Horizon-Free Reinforcement Learning in Polynomial Time: the Power of Stationary Policies
This solves a fundamental problem in reinforcement learning theory by enabling efficient learning without horizon limitations, which is incremental but impactful for theoretical and practical applications in sequential decision-making.
The paper tackles the problem of achieving horizon-free regret bounds in tabular Markov Decision Processes, presenting the first polynomial-time algorithm that achieves an O(poly(S,A,log K)√K) regret without dependency on the planning horizon H, improving over prior bounds with polylog(H) or exponential dependencies on S.

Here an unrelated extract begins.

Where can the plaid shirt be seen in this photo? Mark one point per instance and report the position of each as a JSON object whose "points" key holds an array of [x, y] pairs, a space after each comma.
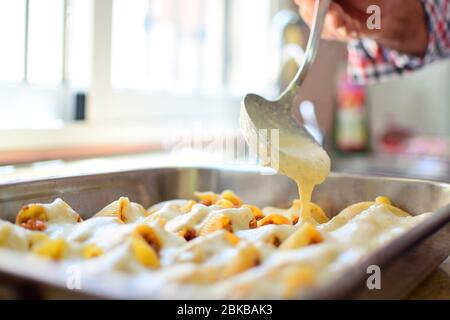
{"points": [[369, 62]]}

This paper gives the first polynomial-time algorithm for tabular Markov Decision Processes (MDP) that enjoys a regret bound \emph{independent on the planning horizon}. Specifically, we consider tabular MDP with $S$ states, $A$ actions, a planning horizon $H$, total reward bounded by $1$, and the agent plays for $K$ episodes. We design an algorithm that achieves an $O\left(\mathrm{poly}(S,A,\log K)\sqrt{K}\right)$ regret in contrast to existing bounds which either has an additional $\mathrm{polylog}(H)$ dependency~\citep{zhang2020reinforcement} or has an exponential dependency on $S$~\citep{li2021settling}. Our result relies on a sequence of new structural lemmas establishing the approximation power, stability, and concentration property of stationary policies, which can have applications in other problems related to Markov chains.